Ukraine’s commercial loan portfolio is expanding much faster in 2025 than it did last year. According to the Ministry of Economy and the National Bank, in the first ten months of the year the increase in loans to businesses already exceeded the full-year growth of 2024 by around 130%. This is an early sign that banks are willing to take more risk and that companies are again borrowing to finance real projects rather than just working-capital survival.
Where the new lending demand is coming from
The strongest demand is coming from sectors directly tied to reconstruction and exports: construction materials, logistics, agribusiness processing, energy projects and basic manufacturing. Many of these companies are using loans to co-finance projects supported by international financial institutions or state guarantee programs, which partly compensate for elevated interest rates and war-related risk.
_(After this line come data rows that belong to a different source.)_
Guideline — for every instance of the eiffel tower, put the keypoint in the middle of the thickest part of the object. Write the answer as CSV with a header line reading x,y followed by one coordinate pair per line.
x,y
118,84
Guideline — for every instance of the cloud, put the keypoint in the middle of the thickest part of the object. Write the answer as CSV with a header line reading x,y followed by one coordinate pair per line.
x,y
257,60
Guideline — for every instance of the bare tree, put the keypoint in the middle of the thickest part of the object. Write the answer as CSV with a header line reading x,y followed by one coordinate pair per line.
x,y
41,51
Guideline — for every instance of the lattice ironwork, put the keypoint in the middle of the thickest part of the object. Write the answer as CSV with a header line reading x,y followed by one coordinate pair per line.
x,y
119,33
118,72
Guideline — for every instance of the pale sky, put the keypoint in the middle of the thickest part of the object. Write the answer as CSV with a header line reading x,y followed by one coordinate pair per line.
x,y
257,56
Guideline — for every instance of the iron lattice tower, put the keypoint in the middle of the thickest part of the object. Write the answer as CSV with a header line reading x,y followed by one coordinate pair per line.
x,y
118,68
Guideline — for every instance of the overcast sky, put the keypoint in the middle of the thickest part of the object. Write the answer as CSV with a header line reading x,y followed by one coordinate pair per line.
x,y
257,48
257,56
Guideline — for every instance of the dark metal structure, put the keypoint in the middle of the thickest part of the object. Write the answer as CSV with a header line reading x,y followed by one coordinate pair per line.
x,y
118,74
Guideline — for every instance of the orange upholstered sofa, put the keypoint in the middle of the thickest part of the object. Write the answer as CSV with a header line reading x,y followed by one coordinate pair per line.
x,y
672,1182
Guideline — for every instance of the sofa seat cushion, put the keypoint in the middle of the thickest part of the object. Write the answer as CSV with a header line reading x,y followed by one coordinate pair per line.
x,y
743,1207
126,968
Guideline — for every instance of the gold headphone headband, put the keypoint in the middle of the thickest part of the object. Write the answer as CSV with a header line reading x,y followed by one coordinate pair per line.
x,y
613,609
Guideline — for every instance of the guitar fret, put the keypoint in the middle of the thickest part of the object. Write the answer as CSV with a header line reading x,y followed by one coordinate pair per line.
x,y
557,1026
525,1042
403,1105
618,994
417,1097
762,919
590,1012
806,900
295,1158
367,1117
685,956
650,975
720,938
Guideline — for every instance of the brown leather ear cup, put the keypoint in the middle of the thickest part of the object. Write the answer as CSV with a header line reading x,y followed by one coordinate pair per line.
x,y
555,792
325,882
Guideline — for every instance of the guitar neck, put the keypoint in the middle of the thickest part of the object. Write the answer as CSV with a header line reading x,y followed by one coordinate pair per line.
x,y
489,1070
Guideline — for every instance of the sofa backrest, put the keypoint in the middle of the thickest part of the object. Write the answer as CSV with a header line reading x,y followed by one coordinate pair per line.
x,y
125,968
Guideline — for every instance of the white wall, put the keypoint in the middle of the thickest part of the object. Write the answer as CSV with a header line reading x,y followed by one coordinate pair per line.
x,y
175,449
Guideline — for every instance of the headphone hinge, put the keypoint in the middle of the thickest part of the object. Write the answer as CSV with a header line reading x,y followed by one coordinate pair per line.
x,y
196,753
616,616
Banks are prioritising borrowers with transparent cash flows and export revenue, as these provide natural hedging against macro and security shocks. At the same time, competition for high-quality borrowers is intensifying, which pushes banks to revisit pricing, collateral requirements and service packages for mid-sized corporates.
How banks are managing risk
The banking system is still operating under conservative risk limits, but institutions have accumulated excess liquidity and capital buffers that must be deployed productively. Regulatory initiatives such as portfolio guarantees, partial risk-sharing with development banks and clear rules for NPL workouts make it easier for credit committees to approve new deals.
- shift from emergency refinancing in 2022–2023 toward investment and capex loans;
- stronger role of state and IFI guarantee schemes in de-risking new portfolios;
- growing share of hryvnia-denominated lending, which reduces FX risk for SMEs;
- focus on borrowers integrated into EU value chains or logistics corridors.
What this means for investors
For investors, the acceleration in corporate lending is a forward-looking indicator of economic activity and confidence in Ukraine’s recovery trajectory. It signals that banks see enough visibility on cash flows to extend multi-year funding and that companies are planning for growth rather than contraction.
Equity investors in Ukrainian banks can interpret the expanding commercial loan book as a driver of future interest income, provided asset quality is kept under control. For private debt and blended-finance funds, the trend highlights a growing pipeline of co-financing opportunities with local banks in reconstruction, infrastructure and export-oriented projects.